Advancing General-Purpose Reasoning Models with Modular Gradient Surgery

Advancing General-Purpose Reasoning Models with Modular Gradient Surgery
Notice: This research summary and analysis were automatically generated using AI technology. For absolute accuracy, please refer to the [Original Paper Viewer] below or the Original ArXiv Source.

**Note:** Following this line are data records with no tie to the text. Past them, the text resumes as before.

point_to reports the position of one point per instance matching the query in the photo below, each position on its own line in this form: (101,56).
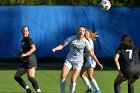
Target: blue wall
(51,25)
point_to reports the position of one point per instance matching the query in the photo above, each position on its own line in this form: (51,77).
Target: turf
(49,82)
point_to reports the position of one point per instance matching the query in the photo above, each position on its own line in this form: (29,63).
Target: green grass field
(49,82)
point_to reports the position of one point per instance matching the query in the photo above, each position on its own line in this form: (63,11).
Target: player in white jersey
(74,58)
(90,64)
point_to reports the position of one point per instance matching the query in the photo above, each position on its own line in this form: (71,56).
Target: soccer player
(127,61)
(74,58)
(90,64)
(29,62)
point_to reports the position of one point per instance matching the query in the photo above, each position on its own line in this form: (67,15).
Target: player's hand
(101,66)
(23,55)
(18,54)
(53,50)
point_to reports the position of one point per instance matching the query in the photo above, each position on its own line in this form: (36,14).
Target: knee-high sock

Reinforcement learning (RL) has played a central role in recent advances in large reasoning models (LRMs), yielding strong gains in verifiable and open-ended reasoning. However, training a single general-purpose LRM across diverse domains remains challenging due to pronounced domain heterogeneity. Through a systematic study of two widely used strategies, Sequential RL and Mixed RL, we find that both incur substantial cross-domain interference at the behavioral and gradient levels, resulting in limited overall gains. To address these challenges, we introduce Modular Gradient Surgery (MGS), which resolves gradient conflicts at the module level within the transformer. When applied to Llama and Qwen models, MGS achieves average improvements of 4.3 (16.6%) and 4.5 (11.1%) points, respectively, over standard multi-task RL across three representative domains (math, general chat, and instruction following). Further analysis demonstrates that MGS remains effective under prolonged training. Overall, our study clarifies the sources of interference in multi-domain RL and presents an effective solution for training general-purpose LRMs.


💡 Research Summary

The paper tackles a fundamental obstacle in building a single, general‑purpose large reasoning model (LRM) that can excel across heterogeneous domains such as mathematics, open‑ended chat, and instruction following. While reinforcement learning (RL) with verifiable rewards (RL‑VR) and model‑rewarded thinking (RL‑MT) has produced impressive gains in individual domains, naïvely mixing these objectives leads to severe cross‑domain interference. The authors first conduct a systematic empirical study of two widely adopted strategies: (1) Sequential RL, where a model is fine‑tuned on one domain and then on another, and (2) Mixed RL, where data from multiple domains are interleaved within each training batch.

In the sequential setting, they observe two failure modes they term Forgetting (performance on a previously trained domain collapses) and Rigidity (the later‑trained domain cannot reach its single‑domain ceiling). The effect is asymmetric: training chat first and then math causes a dramatic drop in chat ability, whereas the reverse order yields a milder degradation of math performance. Entropy analyses reveal that the first‑trained domain’s entropy level strongly influences the exploration capacity of the subsequent stage, explaining the observed asymmetry.

In the mixed setting, the authors find that gradients from different domains frequently conflict. Even when the mixing ratio is heavily skewed toward one domain, the other domain’s performance suffers, and the overall model never matches the best single‑domain expert. This demonstrates that simple multi‑task RL does not resolve the underlying gradient competition.

To overcome both problems, the authors propose Modular Gradient Surgery (MGS). Recognizing that transformer architectures are intrinsically modular—each layer contains distinct sub‑components (MLP, self‑attention, feed‑forward) that specialize in different functional aspects—they compute domain‑specific gradients for each module separately. When the inner product between two domain gradients for a given module is negative (i.e., they point in opposite directions), MGS projects one gradient onto the orthogonal complement of the other, effectively removing the destructive component while preserving the compatible update. This “gradient surgery” is performed at the module level rather than globally, allowing each part of the network to receive only beneficial signals from each domain.

Experiments are conducted on two model families, Llama‑3.1‑8B and Qwen‑2.5‑7B, across three representative domains (Math, Chat, Instruction‑Following). Under a controlled compute budget (2 epochs per domain), MGS yields average improvements of 4.3 points (16.6 % relative) for Llama and 4.5 points (11.1 % relative) for Qwen compared with standard mixed‑task RL. The gains persist under prolonged training (up to four epochs), with an extra ~3 % relative boost on the Math benchmark. Moreover, MGS generalizes to additional tasks such as coding and creative writing, delivering a 19.4 % relative average improvement on Llama‑3.1‑8B. Computationally, MGS adds negligible overhead when integrated with high‑performance parallelism frameworks like Fully Sharded Data Parallel (FSDP), and it is more memory‑efficient than a naïve global gradient surgery baseline.

Key insights include: (1) cross‑domain interference in multi‑task RL is often localized to specific transformer modules; (2) resolving gradient conflicts via projection‑based surgery preserves domain‑specific learning while mitigating destructive interference; (3) ordering of domains matters in sequential training, with high‑entropy, flexible domains (e.g., chat) serving as a better foundation for later, more constrained tasks (e.g., math).

Overall, the work provides a rigorous diagnosis of why multi‑domain RL post‑training has been fragile and introduces a principled, scalable solution—Modular Gradient Surgery—that substantially advances the feasibility of training truly general‑purpose reasoning models.